I’m not sure that that rule makes any sense as I type it out, but let’s take the example of a simple data model from primary key to named tuple. In this instance, I’d probably say that keeping track of the “primary key” and index information is a use within a single usage, so one should probably use the subspace layer directly (probably choosing short names for the primary keyspace and secondary indexes subspaces–perhaps the integers 1 and 2–maybe reserving 0 for meta-data?). But let’s say you wanted to run two copies of this simple system on the same cluster. Then maybe you’d give each collection its own directory prefix. Something like:

dir: "/use1", 1, key1 -> { a: 10, b: "val"}
dir: "/use1", 1, key2 -> { a: 66: c: "var"}
dir: "/use1", 2, "a", 10 -> key1
dir: "/use1", 2, "a", 66 -> key2

dir: "/use2", 1, key3 -> { a: 15 }
dir: "/use2", 1, key4 -> { a: 14, d: false }
dir: "/use2", 2, "a", 14 -> key4
dir: "/use2", 2, "a", 15 -> key3

(Another thing you could so is for each usage, you keep track of its own directory layer that has a mapping of, say, index or table names to short prefixes that you use within that copy of your system, which avoids one use case spilling into another and, say, filling up its directory layer. This also helps balance out the load rather than sending everything to the one-and-only directory layer and creating hot keys.)


Hopefully this is at all cogent. If not, feel free to ask follow up questions.


(Amirouche) #3

Does this translates in terms of Python code into creating Directory instance?

I just want to stress that Subspace alone already allows that.

A “single usage” like say, in a mongodb-like collection, there is the 1) actual documents and 2) the description of indices (metadata) 3) the actual indices. All those three subspaces don’t need to be directories to me.

I think that’s the most two important points.

It seems to me, I can go on with Subspace class and Enum classes which will map application / collection / subs to short prefixes. It avoids the hot keys problem and avoid the need to come up with a cache machinery. I will have:

  • I will have as short as possible prefixes
  • I will be able to rename subspaces by changing the enum
  • I will somewhat be able to query with some heuristics, the structure via enum introspection

That said it’s a more ‘static’ approach, I can not dynamically in the application create subspaces since they are statically ‘allocated’ in the enums.


(Alec Grieser) #4

Yeah, creating the directory instance (i.e., calling create, open, or create_or_open).
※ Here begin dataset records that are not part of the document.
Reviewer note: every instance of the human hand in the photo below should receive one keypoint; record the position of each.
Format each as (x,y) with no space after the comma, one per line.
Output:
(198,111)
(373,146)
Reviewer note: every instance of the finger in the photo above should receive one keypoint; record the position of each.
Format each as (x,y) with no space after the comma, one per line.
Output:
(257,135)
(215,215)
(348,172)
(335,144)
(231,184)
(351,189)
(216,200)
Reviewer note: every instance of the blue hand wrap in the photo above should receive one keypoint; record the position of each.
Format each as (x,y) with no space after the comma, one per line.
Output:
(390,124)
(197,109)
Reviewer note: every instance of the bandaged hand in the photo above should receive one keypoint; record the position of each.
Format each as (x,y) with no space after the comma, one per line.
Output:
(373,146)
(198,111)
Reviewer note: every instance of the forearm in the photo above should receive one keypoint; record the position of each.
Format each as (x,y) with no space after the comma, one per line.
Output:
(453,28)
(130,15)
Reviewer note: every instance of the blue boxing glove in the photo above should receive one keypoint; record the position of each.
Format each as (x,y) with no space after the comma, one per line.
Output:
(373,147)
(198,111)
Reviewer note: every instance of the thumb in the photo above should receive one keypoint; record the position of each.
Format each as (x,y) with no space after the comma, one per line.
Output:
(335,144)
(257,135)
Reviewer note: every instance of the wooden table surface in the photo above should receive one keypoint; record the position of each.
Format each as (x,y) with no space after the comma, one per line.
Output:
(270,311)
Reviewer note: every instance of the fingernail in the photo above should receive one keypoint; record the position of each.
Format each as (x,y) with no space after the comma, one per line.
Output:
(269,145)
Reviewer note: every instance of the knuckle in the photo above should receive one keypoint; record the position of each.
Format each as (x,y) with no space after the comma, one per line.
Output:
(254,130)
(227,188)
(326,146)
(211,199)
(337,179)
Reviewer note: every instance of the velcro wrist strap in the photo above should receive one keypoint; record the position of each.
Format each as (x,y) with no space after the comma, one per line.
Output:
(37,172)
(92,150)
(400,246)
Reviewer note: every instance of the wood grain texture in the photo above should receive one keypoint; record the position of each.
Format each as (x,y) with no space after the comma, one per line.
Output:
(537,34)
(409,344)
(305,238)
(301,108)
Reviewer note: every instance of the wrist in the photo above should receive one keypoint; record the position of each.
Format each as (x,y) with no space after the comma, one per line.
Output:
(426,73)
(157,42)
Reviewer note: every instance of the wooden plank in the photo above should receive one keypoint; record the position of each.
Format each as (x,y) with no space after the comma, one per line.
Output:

Listing the directory layer also queries it.

Correct.

Yeah, that is loosely what I meant by a single “usage”, though there’s probably a better term for it. Though different collections might have their own directory (or different “database” where “database” is used to mean “a set of collections”.)

Your approach here looks solid enough to me. Depending on the application, you might be able to still create new subspaces on the fly (for certain definitions of “on the fly”). I’mg going to use your example of a document database with documents, indices, and meta-data about which indices exist. Lets say you wanted to add a new index. In the index meta-data, if you include the (short) subspace prefix, then you can effectively add to your enum on the fly. Now, um, you have to somehow solve the problem of how do you make sure all of your clients get word that the new index exists (but that shouldn’t be too hard, right?), but once you do, you get the subspace prefix virtually for free.

But yeah, a static approach would sound reasonable if you have some notion of what the subspaces might look like a priori, which you probably do.